# import library

In [1]:
import pandas as pd
import numpy as np
import bs4
import requests

# Get the html from the website

In [2]:
wiki = requests.get('https://en.wikipedia.org/wiki/List_of_postal_codes_of_Canada:_M')
wiki.raise_for_status()
wiki_txt = bs4.BeautifulSoup(wiki.text, 'html.parser')

# take off tr tag

In [4]:
data = []
for tr in wiki_txt.tbody.find_all('tr'):
    data.append([td.get_text().strip() for td in tr.find_all('td')])

# preprocessing & check

## make dataframe

In [5]:
wiki = pd.DataFrame(data, columns=['Postal Code','Borough','Neighborhood'])
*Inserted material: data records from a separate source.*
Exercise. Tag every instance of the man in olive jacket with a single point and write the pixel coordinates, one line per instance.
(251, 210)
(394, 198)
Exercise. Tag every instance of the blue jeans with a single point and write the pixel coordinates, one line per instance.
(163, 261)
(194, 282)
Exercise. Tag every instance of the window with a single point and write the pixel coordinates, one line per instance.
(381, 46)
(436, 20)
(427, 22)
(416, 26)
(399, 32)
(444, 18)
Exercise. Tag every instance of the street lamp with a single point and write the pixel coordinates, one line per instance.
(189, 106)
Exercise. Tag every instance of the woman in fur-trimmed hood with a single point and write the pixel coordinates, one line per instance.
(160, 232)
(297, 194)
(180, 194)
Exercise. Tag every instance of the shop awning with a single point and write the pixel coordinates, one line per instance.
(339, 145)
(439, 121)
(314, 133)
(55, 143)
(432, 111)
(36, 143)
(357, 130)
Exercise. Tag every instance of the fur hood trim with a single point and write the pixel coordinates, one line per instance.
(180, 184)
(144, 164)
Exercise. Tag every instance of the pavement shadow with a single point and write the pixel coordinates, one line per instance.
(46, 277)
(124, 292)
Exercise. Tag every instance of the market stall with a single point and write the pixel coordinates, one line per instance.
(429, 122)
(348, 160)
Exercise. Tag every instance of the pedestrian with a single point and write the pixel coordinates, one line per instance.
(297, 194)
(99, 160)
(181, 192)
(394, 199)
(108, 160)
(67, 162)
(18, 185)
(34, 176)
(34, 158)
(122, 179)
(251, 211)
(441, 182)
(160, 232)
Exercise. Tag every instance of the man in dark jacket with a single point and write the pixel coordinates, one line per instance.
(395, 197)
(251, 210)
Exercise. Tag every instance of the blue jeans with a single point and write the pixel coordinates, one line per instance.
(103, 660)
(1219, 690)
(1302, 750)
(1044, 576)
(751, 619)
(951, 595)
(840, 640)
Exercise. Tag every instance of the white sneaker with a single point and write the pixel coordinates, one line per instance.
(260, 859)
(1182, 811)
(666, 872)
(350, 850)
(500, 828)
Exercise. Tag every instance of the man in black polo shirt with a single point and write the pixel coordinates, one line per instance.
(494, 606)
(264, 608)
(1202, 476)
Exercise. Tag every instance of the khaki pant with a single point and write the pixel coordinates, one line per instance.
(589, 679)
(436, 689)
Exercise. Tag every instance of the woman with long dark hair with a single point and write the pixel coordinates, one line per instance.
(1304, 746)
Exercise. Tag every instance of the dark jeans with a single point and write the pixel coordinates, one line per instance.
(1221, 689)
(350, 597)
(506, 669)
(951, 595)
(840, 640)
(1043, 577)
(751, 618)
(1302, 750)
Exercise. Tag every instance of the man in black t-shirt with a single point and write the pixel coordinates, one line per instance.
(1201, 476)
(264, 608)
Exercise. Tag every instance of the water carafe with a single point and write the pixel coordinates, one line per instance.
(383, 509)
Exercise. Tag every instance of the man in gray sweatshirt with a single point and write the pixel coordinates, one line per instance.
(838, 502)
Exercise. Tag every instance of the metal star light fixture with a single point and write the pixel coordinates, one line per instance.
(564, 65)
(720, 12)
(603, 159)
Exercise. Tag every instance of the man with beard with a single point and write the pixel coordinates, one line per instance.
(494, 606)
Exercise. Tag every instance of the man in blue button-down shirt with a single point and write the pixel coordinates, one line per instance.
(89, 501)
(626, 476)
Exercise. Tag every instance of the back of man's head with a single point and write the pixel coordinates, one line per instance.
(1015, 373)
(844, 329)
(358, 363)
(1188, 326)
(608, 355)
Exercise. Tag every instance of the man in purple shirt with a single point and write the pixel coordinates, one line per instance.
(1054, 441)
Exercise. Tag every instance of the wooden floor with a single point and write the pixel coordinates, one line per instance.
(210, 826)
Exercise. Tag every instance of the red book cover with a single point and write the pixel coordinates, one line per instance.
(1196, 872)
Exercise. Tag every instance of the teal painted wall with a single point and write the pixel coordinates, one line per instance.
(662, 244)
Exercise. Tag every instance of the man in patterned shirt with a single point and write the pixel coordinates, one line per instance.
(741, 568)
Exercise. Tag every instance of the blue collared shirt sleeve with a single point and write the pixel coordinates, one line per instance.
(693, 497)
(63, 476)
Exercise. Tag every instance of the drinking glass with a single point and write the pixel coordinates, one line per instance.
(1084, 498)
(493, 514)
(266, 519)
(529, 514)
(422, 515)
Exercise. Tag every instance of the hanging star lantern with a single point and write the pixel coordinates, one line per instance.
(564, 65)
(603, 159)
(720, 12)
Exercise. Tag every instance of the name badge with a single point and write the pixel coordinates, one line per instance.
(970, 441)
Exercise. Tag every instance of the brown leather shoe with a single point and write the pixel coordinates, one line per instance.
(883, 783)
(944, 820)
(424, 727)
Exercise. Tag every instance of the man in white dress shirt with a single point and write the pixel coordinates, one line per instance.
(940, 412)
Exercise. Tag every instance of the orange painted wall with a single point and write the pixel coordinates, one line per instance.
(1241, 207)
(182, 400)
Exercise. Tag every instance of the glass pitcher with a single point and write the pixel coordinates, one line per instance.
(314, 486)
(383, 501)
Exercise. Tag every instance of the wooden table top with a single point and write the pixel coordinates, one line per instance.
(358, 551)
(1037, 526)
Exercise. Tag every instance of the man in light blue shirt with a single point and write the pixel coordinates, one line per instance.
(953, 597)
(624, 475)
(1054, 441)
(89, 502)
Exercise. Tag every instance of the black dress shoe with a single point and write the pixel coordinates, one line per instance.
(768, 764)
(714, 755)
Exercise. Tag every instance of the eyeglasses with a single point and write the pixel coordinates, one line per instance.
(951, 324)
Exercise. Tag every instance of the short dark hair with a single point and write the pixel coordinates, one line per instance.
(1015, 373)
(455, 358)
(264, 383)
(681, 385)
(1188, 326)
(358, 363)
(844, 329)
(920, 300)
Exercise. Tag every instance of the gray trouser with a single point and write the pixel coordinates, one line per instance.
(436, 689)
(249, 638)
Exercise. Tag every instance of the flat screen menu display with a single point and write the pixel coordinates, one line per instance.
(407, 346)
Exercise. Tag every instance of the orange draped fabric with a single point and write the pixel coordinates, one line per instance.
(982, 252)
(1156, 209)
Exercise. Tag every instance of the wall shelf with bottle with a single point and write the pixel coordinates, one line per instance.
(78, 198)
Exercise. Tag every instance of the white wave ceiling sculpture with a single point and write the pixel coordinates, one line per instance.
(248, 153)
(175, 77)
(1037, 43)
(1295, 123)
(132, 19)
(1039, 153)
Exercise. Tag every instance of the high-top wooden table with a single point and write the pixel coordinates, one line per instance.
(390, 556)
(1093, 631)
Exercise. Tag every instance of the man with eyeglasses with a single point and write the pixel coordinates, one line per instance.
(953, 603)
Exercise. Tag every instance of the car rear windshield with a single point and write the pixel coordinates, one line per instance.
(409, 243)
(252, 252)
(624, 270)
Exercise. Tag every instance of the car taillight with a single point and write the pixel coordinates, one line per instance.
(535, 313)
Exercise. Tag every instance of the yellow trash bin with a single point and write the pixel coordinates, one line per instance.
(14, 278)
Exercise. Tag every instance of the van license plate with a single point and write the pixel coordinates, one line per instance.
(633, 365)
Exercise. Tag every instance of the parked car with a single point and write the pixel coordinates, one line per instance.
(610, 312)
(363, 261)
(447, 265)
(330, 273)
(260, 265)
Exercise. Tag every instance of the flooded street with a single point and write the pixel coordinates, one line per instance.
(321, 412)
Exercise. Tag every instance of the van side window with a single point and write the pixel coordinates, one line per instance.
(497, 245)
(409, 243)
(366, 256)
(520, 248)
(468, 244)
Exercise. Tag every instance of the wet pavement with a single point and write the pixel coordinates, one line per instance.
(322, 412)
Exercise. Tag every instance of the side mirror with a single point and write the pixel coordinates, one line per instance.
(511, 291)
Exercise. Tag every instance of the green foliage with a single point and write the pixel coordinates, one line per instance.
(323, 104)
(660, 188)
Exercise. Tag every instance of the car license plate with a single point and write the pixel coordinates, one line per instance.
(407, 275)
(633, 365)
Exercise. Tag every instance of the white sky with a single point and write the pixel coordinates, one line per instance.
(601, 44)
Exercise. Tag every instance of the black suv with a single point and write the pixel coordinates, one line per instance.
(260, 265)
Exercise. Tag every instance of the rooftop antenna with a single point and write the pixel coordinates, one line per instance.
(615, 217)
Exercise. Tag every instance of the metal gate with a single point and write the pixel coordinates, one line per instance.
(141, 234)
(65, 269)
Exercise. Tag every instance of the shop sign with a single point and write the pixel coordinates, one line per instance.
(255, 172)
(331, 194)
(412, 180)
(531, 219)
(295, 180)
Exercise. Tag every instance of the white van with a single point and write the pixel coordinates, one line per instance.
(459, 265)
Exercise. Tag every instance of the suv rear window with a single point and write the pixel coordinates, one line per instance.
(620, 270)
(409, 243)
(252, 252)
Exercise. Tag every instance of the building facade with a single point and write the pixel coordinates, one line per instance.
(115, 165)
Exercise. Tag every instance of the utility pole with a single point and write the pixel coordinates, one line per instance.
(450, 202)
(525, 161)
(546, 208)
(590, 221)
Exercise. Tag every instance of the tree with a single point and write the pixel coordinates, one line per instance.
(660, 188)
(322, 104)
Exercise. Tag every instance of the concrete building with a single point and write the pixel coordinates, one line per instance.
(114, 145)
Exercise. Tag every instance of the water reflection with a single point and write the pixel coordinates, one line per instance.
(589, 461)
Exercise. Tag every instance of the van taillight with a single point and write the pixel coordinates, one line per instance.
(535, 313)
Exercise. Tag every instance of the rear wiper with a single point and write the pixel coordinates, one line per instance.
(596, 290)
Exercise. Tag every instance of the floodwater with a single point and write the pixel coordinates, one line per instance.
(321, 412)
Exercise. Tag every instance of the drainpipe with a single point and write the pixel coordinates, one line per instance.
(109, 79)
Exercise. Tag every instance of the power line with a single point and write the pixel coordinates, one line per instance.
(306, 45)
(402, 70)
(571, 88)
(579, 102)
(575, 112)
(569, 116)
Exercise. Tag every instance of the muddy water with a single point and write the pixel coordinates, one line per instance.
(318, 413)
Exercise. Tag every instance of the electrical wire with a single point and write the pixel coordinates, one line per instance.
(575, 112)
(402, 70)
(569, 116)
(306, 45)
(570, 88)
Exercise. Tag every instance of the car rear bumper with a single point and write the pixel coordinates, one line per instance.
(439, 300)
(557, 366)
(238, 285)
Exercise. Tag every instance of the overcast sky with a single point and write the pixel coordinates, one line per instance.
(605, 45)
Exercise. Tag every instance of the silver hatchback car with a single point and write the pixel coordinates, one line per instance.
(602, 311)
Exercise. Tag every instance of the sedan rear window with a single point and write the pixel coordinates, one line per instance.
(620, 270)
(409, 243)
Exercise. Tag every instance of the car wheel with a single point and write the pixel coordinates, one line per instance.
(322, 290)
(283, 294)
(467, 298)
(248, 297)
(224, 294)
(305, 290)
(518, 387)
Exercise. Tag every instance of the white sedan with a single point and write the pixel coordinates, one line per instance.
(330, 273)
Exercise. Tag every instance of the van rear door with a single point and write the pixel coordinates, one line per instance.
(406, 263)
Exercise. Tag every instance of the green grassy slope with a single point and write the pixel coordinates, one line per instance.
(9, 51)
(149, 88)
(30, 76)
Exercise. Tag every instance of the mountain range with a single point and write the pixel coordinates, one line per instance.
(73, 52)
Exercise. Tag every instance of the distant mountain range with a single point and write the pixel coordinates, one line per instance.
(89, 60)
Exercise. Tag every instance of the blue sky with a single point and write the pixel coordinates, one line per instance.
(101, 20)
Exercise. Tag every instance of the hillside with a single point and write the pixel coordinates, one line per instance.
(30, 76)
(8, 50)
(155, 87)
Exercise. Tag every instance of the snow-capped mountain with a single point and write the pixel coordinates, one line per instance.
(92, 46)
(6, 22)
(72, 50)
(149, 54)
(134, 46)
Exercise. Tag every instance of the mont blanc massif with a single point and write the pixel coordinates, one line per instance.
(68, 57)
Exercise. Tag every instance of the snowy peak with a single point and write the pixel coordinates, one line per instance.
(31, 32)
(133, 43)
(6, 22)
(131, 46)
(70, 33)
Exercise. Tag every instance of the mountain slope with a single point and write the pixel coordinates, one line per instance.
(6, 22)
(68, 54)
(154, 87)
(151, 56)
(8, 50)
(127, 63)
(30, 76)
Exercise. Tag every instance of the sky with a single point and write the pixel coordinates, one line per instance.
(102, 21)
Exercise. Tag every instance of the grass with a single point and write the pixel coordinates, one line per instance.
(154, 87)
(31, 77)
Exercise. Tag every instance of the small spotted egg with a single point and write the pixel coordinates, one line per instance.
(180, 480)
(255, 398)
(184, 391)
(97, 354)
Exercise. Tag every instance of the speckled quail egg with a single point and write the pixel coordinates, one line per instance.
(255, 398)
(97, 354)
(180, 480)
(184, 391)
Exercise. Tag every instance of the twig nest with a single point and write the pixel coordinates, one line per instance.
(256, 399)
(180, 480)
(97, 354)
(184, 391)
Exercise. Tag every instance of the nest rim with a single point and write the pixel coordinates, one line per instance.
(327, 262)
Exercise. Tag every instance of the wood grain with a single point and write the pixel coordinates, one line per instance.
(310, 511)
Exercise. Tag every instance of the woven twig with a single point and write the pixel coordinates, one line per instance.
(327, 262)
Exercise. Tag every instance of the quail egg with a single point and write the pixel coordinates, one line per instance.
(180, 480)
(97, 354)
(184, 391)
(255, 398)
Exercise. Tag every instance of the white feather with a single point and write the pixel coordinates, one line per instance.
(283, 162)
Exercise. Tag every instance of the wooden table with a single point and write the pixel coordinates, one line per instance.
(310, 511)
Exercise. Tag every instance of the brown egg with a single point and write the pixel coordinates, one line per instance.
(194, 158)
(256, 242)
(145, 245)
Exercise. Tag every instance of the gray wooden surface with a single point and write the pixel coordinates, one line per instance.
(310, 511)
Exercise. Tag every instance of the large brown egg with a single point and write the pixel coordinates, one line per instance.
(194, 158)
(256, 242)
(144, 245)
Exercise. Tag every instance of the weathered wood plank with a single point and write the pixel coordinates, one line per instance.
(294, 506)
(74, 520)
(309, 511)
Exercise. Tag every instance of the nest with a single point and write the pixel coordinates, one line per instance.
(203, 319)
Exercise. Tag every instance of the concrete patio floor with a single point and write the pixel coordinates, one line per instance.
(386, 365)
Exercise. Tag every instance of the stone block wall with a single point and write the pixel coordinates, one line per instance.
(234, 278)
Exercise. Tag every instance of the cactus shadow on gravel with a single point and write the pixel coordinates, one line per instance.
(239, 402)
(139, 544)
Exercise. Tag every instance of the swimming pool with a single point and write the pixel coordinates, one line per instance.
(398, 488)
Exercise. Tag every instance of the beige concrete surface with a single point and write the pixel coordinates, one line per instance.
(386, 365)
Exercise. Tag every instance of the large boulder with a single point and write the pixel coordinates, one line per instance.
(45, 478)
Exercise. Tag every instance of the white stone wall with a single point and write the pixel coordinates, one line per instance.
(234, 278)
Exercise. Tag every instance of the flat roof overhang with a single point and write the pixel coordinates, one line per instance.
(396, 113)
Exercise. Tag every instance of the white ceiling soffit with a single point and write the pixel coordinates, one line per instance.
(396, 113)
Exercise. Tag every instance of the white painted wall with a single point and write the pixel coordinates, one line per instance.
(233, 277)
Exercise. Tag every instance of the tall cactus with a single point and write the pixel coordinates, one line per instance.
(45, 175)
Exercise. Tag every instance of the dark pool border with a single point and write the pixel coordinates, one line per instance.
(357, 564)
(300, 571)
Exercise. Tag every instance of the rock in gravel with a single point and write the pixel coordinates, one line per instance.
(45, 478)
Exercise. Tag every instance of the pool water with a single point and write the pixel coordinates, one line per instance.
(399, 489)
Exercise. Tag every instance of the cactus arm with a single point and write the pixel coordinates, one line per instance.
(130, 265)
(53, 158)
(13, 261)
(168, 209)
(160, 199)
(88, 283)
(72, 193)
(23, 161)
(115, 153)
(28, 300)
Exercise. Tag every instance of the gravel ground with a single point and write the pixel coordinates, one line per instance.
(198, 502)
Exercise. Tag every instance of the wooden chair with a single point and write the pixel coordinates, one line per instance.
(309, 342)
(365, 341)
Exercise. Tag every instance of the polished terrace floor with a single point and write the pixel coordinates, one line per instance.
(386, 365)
## drop the data what we dont need

In [6]:
wiki = wiki.dropna()

In [7]:
wiki = wiki[wiki['Borough'] != 'Not assigned']

## grouping

In [8]:
def neighborhood_list(grouped):    
    return ', '.join(sorted(grouped['Neighborhood'].tolist()))
wiki_temp = wiki.groupby(['Postal Code', 'Borough'])
wiki_group = wiki_temp.apply(neighborhood_list).reset_index(name='Neighborhood')

## Not assigned neighborhood will be the same as the borough

In [9]:
wiki_group.loc[wiki_group['Neighborhood'] == 'Not assigned','Neighborhood'] = wiki_group.loc[wiki_group['Neighborhood'] == 'Not assigned','Borough']

## check

In [10]:
wiki.head()

Unnamed: 0,Postal Code,Borough,Neighborhood
3,M3A,North York,Parkwoods
4,M4A,North York,Victoria Village
5,M5A,Downtown Toronto,Harbourfront
6,M5A,Downtown Toronto,Regent Park
7,M6A,North York,Lawrence Heights


In [11]:
wiki.info()

<class 'pandas.core.frame.DataFrame'>
Int64Index: 211 entries, 3 to 287
Data columns (total 3 columns):
Postal Code     211 non-null object
Borough         211 non-null object
Neighborhood    211 non-null object
dtypes: object(3)
memory usage: 6.6+ KB


# shape

In [12]:
wiki_group.shape

(103, 3)

# to csv for next step

In [13]:
wiki_group.to_csv('wiki_group.csv')